Holidays sometimes need to be altered in our house. With a non-verbal six-year-old on the Autism spectrum, certain traditions aren’t held to the highest standards. Gift opening, dinner times, and blowing out birthday candles find themselves as more of voluntary activities. They get done, but if Lucas is not in the mood to sit or participate, we don’t make him.
Halloween might have been the biggest adjustment. It goes against almost everything my son stands for. He hates wearing masks. Doesn’t care much about pumpkins. Plus, he seriously dislikes the thought that he might have to go back inside once he’s made his way into the wide open world. So walking up to doors becomes a battle and it has to be repeated every few feet. Even bite size KitKats aren’t enough to sway his unease at leaving his iPad and wagon behind.
To be blunt, Lucas is pretty much the Grinch of Halloween. If there was pumpkin spice roast beast, he’d steal it.
There are some aspects that still work for him though. Just like his sister, he still gets dressed up in various costumes. Usually without a mask, his fake cotton muscles act as cushions while he lounges in his trademark Radio Flyer Wagon and leisurely munches hand-delivered M&Ms along the way. It’s his evening of decadence.

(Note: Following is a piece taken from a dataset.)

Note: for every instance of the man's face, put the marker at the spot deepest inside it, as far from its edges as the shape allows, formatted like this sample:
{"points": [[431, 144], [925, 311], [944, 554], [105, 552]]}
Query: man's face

In an act that always leaves me beaming with pride, Olivia asks each house for extra candy to give to her brother. Here’s the amazing part – she gives it to him. All of it. All he needs is two people with giant leaves fanning him on each side and his night is made. People constantly walk past us and remark.
Quite a ride he has there.
I smile in a way that doesn’t give away the fact that my arm is about to fall off as I continue pulling him along his journey.
This is Lucas’s Halloween today. We’re used to it now, but it took a while. Initially, we tried to make him do a “proper” Trick-or-Treat. After all, candy-begging is serious business. Everything is serious business when you have a baby. The major moments you’re waiting for are all from the book and missing them can create anxiety. We couldn’t allow him to not take part in this major tradition. So, the first year that he was able to physically put one foot in front of the other, my wife and I took him by the hand and walked him to the first door.
Lucas dug his heels in and, as little skid marks in the lawn followed behind, was delivered to the door of his first house. As he cried, collapsing to the stoop in a fit, we painted on smiles to the astonished bowl-holder and said, “Trick or treat!”
The cries grew louder as we watched the candy tumble into his plastic pumpkin and the man quickly close the door. We had never worked so hard to earn a mini-Twix in our lives. The next few times we tried, he had the same response. Skid-marked lawn, cries of agony, candy-plop. After what felt like nine hours, we had taken him to three houses.
It wasn’t until Lucas made his way back to the wagon that he really got into the Halloween Spirit. It makes sense when you think about it. He loves being outside and getting tugged along from street to street at dusk is right up his alley. It was unlike anything he usually gets to do. Most days, he wants to be outside. Now he gets to be for hours at a time…and eat like a little pig as he rolls through the suburbs.
That whole time, our determination to make sure he had a good Halloween had been based on our own preconceived notions of what a good Halloween should be. To us, it meant running from house to house, saying the magic words, and collecting treats. To Lucas, it meant a different thing altogether. It was about wagon rides and stuffing his face to exhaustion. It’s pretty much the exact thing he was doing already.
Every initial parental instinct you have, though, is to try to fight against that. For young parents, new to a special needs child, there’s a frustration in not being able to do things in a way that you believe is “the right way”. You find yourself pushing your child to partake in traditions they want no part of, slow down your other children, who want to continue on, and taint the whole event in the process.
Once you realize that days like this are for the kids, you need to take a moment and realize that means all kids – on or off the Autism spectrum. No child should spend holidays miserable. There’s nothing “normal” about that.
The only normal is what you make it. No one is keeping a checklist of who goes to what house or who opens what gifts or who finds what Easter eggs. When someone asks about Lucas’s Halloween, all they ask is if he had fun. Once I took the time to notice what he wanted to do, rather than what he wasn’t doing, it became that. Now, every year when someone asks, I can say yes. He had fun.
Just because someone doesn’t like birthday cake doesn’t mean they can’t enjoy their birthday. It might not be the holiday you envisioned, but nothing ever is. It’s not about making sure everyone does everything you think they’re supposed to do. It’s about making sure everyone has a great time. As long as you do that, your holidays will always be happy.